To be clear, human rights law has considered the role that institutions play in ensuring the fulfilment and protection of rights – and it has been crucial for restoring democracy in most of the region. However, its approach to institutions is largely rooted in the classical constitutional law tradition. International human rights “drew from domestic constitutions around the world, and notably in Latin America”, as Samuel Moyn wrote in The Last Utopia, referring to the origins of the Universal Declaration. From the point of view of classical constitutional theory, analysing institutions meant examining the role of constitutions, legislatures, the executive and judicial powers. However, as Vermeule has explained, today, governments are essentially bureaucracies, and classical constitutional theory has said little about bureaucracies or the administrative state.

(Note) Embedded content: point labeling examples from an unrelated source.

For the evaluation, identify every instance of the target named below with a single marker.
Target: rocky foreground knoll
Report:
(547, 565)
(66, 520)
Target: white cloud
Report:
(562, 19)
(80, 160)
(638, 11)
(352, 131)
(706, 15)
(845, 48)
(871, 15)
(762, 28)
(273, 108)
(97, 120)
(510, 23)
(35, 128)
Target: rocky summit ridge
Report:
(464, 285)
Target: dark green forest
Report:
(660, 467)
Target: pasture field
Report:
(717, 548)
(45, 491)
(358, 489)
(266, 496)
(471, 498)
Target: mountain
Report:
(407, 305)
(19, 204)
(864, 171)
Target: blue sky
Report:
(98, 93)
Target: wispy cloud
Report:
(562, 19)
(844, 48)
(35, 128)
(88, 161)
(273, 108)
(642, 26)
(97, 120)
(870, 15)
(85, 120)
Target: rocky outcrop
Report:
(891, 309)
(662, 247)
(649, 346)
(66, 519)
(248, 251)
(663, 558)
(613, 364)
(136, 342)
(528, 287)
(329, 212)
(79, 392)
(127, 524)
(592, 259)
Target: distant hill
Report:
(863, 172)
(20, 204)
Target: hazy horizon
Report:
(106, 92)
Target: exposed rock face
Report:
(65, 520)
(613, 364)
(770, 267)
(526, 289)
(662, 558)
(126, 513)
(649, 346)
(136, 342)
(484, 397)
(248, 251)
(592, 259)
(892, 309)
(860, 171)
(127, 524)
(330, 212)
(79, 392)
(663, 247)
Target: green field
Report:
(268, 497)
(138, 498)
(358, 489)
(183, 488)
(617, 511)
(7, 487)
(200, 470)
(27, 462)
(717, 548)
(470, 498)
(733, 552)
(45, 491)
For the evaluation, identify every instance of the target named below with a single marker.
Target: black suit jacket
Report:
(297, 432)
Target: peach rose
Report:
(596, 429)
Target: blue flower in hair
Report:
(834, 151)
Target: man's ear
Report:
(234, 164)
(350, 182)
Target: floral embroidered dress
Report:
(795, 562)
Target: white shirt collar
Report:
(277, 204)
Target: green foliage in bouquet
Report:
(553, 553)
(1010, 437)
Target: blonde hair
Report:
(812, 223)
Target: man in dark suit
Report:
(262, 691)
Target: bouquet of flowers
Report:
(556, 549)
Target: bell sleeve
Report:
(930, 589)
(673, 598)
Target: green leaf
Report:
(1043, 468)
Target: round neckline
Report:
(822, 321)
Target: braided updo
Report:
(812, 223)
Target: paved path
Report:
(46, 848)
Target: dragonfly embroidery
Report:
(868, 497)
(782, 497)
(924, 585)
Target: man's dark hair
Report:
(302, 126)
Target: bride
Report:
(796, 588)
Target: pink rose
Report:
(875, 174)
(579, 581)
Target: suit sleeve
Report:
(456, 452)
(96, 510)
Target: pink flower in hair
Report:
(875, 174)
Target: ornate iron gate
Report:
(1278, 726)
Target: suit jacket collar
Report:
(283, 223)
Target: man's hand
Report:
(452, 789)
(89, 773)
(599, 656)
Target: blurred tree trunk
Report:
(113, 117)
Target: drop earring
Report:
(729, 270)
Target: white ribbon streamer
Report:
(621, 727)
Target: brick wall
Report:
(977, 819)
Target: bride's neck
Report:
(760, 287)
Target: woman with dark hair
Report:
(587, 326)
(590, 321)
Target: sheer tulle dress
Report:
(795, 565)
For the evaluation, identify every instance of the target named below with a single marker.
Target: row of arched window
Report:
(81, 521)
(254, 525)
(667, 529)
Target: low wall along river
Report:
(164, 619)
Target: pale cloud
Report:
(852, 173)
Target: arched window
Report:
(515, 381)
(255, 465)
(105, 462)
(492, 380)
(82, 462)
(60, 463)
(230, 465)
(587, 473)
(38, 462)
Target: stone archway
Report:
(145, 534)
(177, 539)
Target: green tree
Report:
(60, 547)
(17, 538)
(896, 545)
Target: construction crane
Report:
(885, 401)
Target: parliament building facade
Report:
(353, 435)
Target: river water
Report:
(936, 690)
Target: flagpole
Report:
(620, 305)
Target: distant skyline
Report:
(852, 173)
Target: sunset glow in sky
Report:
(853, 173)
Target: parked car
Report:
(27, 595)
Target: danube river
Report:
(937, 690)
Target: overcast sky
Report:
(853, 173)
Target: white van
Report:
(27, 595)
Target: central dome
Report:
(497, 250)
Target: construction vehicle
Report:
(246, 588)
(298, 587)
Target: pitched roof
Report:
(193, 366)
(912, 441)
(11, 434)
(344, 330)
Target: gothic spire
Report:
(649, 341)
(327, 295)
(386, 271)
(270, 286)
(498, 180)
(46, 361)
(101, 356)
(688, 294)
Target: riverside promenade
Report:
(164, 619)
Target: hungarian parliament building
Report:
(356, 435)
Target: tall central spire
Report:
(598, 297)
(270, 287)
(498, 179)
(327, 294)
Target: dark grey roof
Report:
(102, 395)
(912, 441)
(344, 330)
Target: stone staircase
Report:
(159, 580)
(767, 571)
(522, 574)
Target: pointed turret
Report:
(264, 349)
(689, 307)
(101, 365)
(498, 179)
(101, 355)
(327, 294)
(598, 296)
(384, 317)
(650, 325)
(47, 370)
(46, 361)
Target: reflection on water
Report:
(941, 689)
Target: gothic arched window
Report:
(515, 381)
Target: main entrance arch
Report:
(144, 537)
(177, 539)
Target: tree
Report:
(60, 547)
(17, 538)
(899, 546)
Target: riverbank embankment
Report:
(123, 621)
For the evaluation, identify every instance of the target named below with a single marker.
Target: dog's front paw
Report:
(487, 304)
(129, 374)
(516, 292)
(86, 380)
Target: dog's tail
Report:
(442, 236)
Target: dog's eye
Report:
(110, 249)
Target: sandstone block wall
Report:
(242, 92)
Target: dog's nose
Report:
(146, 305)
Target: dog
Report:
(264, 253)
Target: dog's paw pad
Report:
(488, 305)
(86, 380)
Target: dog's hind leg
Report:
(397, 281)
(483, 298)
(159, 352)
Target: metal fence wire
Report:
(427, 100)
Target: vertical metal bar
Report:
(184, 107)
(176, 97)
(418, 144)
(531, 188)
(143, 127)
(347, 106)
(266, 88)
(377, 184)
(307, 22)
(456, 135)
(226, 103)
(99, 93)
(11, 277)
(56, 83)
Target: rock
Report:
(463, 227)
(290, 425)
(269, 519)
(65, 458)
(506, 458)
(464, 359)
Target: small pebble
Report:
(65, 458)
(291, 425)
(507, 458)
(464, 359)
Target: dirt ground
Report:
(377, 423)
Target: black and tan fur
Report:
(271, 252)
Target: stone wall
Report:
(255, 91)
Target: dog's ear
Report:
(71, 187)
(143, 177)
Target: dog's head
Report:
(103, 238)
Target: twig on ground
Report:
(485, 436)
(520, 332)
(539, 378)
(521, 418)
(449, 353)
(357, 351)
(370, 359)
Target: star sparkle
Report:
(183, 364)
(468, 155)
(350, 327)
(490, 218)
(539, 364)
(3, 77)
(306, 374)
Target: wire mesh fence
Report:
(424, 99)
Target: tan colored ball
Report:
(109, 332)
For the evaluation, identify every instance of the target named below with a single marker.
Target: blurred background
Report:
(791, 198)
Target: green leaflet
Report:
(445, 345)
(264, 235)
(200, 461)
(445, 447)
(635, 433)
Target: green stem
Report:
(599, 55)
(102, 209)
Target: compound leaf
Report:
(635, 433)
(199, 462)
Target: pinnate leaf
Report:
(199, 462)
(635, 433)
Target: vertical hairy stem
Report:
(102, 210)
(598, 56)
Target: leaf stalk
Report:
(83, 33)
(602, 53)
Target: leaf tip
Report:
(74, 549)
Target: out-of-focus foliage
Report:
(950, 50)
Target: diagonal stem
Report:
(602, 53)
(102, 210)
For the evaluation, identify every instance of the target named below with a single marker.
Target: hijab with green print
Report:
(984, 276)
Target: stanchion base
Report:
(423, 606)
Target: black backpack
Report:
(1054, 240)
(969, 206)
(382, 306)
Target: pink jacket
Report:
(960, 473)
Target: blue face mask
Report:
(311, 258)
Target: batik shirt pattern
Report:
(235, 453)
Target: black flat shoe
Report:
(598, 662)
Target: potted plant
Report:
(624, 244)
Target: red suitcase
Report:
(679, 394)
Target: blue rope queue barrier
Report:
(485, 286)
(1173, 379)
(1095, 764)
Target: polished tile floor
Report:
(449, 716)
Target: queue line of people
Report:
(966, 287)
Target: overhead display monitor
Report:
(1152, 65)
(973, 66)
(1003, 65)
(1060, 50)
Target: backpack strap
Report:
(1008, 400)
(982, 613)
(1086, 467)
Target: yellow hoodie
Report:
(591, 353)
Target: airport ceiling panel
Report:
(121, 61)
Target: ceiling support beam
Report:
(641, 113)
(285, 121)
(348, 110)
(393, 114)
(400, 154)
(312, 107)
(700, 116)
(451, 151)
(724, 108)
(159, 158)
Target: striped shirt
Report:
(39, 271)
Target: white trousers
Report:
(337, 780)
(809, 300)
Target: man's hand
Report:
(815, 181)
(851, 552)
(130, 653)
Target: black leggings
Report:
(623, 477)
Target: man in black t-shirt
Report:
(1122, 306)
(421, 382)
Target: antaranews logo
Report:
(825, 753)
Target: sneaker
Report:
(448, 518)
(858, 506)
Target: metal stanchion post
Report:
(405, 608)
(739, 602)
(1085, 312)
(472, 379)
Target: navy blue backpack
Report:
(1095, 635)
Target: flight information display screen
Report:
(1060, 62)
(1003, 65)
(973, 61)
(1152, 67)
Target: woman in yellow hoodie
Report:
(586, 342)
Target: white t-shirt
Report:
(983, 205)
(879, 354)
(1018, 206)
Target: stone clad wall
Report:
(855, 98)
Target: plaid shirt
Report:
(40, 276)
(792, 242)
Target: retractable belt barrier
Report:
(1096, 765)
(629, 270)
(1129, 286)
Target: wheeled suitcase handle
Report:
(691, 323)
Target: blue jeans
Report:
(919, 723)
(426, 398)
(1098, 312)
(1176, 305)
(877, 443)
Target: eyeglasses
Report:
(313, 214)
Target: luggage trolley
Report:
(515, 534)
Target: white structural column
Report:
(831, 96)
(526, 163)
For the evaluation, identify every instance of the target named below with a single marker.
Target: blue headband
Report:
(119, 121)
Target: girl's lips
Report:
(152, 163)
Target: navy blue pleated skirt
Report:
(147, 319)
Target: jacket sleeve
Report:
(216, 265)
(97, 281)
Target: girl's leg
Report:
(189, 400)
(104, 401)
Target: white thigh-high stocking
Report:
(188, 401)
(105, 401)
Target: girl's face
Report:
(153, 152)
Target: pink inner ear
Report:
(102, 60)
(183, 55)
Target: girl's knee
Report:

Latin American human rights law practice has tripped over the same stone.
Acknowledging this relationship is important because the administrative state marks the presence or absence of good governance and the enjoyment of, or absence of rights. For example, the realisation of the right to primary education (ICESCR, art. 13 and 14) depends on the specialised bureaucracies devoted to that mission. The right to adequate housing requires access to electricity and sanitised water (CEDAW, art. 14), which are both subject to regulations designed and enforced by administrative agencies. The right to health (ICESCR, art. 12) is built in large parts of the world upon public healthcare systems, which are organised by specialised bureaucracies. Prisons, a widespread source of human rights violations in Latin America, are run by bureaucracies through administrative procedures. As Forsythe has argued, “if the state is to care for its citizens from the cradle to the grave […] it needs a huge administrative apparatus”. The presence of a capable administrative state means the fulfilment (or not) of multiple rights in the lives of millions of people – especially poor and other marginalised groups in society.
A crucial feature of the administrative state is a solid bureaucracy, capable of running the state’s large administrative machinery. Yet, bureaucracies’ institutional design, independence, or performance have also been neglected by human rights law and the human rights movement in Latin America. However, they have a huge effect on human rights (something that, for example, has not happened with the judiciary). Indeed, it has been consistently shown that a meritocratic bureaucracy facilitates economic growth and minimises poverty. This favourably impacts multiple rights, since poverty impacts multiple rights in turn. A solid bureaucracy deters corruption, minimising the negative impact corruption has on human rights. A meritocratic bureaucracy provides greater democratic stability, strengthening the rule of law, which is a pillar of human rights. To set a final example, it has been argued that countries with solid administrative states have dealt better with the pandemic than those that have dismantled their administrative states.
In Latin America, human rights law, and the human rights movement, should turn its eyes to the administrative state, as many of the human rights structural violations that can be found in the region have their origin there. More than glowing emancipatory rhetoric, human rights need administrative prose to fulfil its promise.